500 dolarów za granatnik, 100 za pistolet – w Baltimore policja masowo skupuje broni, by ukrócić przestępczość. Akcja jest kontrowersyjna.
Baltimore had a gun buyback program with the following payouts:
— WH Customer Service (@POTUS_CustServ) December 20, 2018
Hi-capacity magazines: $25
Revolvers, pump and bolt-action weapons: $100
Semi-automatic weapons: $200
Full-automatic weapons: $500
Where does an AT4 fit in?
Also how much will you take for President Blunderbuss? pic.twitter.com/4zyDGqoL8t
W 600-tysięcznym mieście Baltimore na wschodnim wybrzeżu USA w przeciągu czterech ostatnich lat co roku zabijanych było z broni palnej 300 osób. Lokalna policja przeprowadziła teraz niezwyczajną akcję, która służyć ma stłumieniu przestępczości: skupuje od ludzi nielegalnie posiadaną broń, gwarantując przy tym pełną anonimowość.
Podczas trzech dni akcji, która miała miejsce w grudniu, zebrano 1860 sztuk broni – jak poinformował rzecznik baltimorskiej policji – w tym także granatnik.

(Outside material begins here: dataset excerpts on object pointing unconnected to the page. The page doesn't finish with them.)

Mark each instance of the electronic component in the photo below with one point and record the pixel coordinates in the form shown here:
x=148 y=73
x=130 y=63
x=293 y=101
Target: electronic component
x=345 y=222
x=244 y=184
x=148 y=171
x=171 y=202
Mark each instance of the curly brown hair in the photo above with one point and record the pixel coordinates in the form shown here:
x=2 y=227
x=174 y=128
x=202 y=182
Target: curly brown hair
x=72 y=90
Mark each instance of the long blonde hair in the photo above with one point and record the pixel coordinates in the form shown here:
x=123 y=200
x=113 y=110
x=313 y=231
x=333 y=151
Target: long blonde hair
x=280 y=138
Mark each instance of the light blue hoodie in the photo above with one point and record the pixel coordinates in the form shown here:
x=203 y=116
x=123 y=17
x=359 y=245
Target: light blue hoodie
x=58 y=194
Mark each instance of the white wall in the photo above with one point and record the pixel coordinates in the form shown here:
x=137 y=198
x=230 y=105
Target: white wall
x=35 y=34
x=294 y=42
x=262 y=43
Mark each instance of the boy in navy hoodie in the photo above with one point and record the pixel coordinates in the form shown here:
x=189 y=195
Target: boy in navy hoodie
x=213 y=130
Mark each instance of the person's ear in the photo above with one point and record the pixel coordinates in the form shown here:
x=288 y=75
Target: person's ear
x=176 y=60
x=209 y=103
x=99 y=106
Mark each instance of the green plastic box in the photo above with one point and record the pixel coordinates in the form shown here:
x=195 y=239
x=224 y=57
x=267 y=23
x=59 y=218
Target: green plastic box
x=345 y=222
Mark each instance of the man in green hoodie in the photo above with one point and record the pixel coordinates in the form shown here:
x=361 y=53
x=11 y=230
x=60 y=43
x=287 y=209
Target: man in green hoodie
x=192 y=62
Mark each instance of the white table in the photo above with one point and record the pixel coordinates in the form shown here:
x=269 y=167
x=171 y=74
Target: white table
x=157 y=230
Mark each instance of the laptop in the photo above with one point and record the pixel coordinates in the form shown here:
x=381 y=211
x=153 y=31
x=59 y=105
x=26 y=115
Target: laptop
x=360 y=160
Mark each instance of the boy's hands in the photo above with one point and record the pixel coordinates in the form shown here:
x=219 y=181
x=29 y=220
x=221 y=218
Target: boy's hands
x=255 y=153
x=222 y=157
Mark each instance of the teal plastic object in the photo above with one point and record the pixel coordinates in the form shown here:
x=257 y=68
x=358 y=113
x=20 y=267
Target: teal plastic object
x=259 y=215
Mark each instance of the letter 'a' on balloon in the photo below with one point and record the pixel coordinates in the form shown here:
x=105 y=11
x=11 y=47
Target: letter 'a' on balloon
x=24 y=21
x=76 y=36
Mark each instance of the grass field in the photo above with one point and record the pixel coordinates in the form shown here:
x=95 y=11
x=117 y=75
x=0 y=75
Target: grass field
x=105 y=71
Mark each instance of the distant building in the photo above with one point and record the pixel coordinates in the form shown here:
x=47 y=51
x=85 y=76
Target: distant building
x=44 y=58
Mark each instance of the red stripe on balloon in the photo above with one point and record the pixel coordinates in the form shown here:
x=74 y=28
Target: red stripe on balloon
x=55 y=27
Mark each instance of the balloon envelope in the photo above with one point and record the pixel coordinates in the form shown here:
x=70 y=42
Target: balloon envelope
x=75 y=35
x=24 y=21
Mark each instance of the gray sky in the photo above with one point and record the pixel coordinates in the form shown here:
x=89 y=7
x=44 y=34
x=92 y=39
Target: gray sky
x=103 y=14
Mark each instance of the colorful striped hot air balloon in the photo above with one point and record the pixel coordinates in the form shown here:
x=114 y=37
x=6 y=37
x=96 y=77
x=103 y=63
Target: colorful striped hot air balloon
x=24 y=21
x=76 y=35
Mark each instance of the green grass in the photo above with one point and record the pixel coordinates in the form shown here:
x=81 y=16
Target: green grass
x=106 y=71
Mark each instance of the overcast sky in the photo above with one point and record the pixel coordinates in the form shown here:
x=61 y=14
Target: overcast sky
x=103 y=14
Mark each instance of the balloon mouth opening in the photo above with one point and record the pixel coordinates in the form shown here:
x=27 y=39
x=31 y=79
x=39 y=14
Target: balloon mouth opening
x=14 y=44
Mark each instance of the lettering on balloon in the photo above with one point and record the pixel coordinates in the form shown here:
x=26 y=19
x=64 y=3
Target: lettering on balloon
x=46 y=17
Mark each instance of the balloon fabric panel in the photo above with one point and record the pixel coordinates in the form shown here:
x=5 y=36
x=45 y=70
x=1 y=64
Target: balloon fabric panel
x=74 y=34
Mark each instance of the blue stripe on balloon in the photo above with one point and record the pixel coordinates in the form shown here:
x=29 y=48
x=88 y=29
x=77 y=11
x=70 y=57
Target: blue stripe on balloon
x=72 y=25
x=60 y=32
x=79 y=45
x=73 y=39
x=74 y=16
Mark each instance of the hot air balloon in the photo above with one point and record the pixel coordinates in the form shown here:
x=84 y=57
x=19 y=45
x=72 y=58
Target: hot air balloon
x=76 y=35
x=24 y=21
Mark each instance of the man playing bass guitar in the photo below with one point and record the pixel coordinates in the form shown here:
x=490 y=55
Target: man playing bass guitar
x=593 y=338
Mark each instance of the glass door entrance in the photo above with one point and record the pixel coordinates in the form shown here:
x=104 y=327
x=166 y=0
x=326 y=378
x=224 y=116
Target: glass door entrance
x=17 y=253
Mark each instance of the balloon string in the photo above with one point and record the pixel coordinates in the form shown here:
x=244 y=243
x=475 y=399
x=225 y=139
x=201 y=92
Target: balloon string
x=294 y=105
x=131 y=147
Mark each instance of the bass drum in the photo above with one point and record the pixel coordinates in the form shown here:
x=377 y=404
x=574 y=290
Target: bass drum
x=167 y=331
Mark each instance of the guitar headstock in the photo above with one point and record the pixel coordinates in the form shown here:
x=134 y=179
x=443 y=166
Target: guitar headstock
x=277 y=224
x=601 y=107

Policja płaciła 100 dolarów za rewolwer, pistolet lub karabin, 200 dolarów za karabiny półautomatyczne i 500 dolarów za karabin maszynowy.
Day 2 of the Baltimore Gun Buyback Program https://t.co/rG5xpk587q pic.twitter.com/FZiMhYeMCT
— Baltimore Police (@BaltimorePolice) December 19, 2018
W ten sposób policja chciała zredukować liczbę znajdujących się w obiegu nielegalnych sztuk broni i ograniczyć liczbę aktów przemocy z użyciem broni. Na skup broni miasto przeznaczyło ćwierć miliona dolarów.
W Stanach Zjednoczonych prawo do prywatnego posiadania broni gwarantowane jest konstytucyjnie. W broń wyposażone jest co trzecie domostwo w USA.
Więcej ofiar niż w wypadkach drogowych
Akcja policji jest dość kontrowersyjna. Gazeta „Baltimore Sun” w swoim komentarzu określa ją mianem „ogromnego marnotrawstwa czasu pieniędzy i sił”. „Wiadomo, że przestępcy w ten sposób nie oddadzą swojej broni”.
Szef policji Gary Guttle argumentował natomiast na łamach gazety, że „jeżeli broń nie istnieje, nie ma jej w domu, to nie może zostać użyta ani skradziona".
W wyniku ataków z użyciem broni palnej w ubiegłym roku w USA ofiarą padło prawie 40 tys. osób. Liczba ta nie była tak wysoka od lat 90-tych.
W roku 2017 z broni palnej zabito więcej osób, niż było ofiar wypadków drogowych. Do kategorii tej zalicza się także samobójstwa.